Re: owl:sameAs use/misuse/abuse Re: homonym URIs from Jacek Kopecky on 2007-06-25 (semantic-web@w3.org from June 2007)

From: Jacek Kopecky <jacek.kopecky@deri.org>
Date: Mon, 25 Jun 2007 16:39:42 +0200
To: Richard Cyganiak <richard@cyganiak.de>
Cc: Bernard Vatant <bernard.vatant@mondeca.com>, Tim Berners-Lee <timbl@w3.org>, semantic-web@w3.org
Message-Id: <1182782382.3417.51.camel@localhost>
Richard, 
thanks for the response. I have to admit I'm not yet sure I got it.
I have below a chain of reasoning that I assume you will see as broken
at some point. Please let me know where it's broken and why. 8-)

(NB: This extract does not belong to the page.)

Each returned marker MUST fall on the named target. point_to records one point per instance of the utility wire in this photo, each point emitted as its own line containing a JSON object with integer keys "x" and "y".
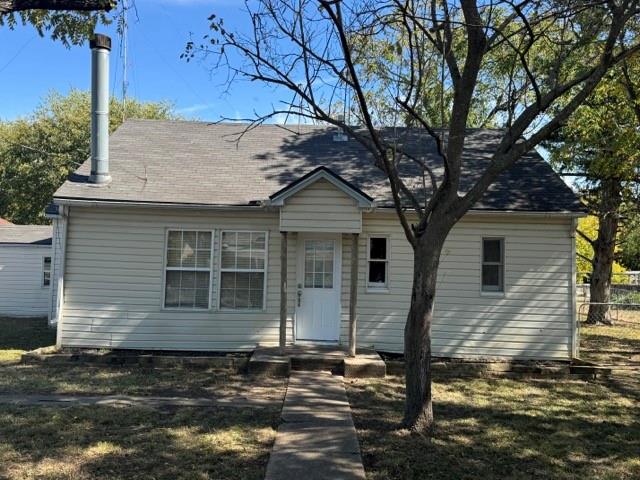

On Mon, 2007-06-25 at 12:06 +0200, Richard Cyganiak wrote:
> 
> On 25 Jun 2007, at 01:01, Jacek Kopecky wrote:
> 
> > Wow. It's a nice description of the difference between the symbol and
> > its referent. But I guess I should be able to state that
> >
> > @prefix ex <http://example.org/>
> > ex:A http:redirects303To <http://example.org/A/doc>
> > ex:B http:redirects303To <http://example.org/B/doc>
> > ex:A owl:sameAs ex:B
> >
> > (which I think was Bernard's point)
> >
> > Or is it wrong to create http:redirects303To as a statement about the
> > HTTP resource? If so, why?
> 
> It's wrong indeed. Because RDF statements always are about the  
> referents, and never about the identifier. The redirection is a  
> property of the identifier system (the URI), and not of the  
> identified thing. If I say:
> 
> <http://dbpedia.org/resource/Berlin> http:redirectsTo <http:// 
> dbpedia.org/page/Berlin> .
> 
> Then I have said “the city of Berlin redirects to a web page about  
> the city of Berlin.” Which is nonsense.
> 
> Same with things like:
> 
> <http://dbpedia.org/resource/Berlin> str:numOfCharacters 33 .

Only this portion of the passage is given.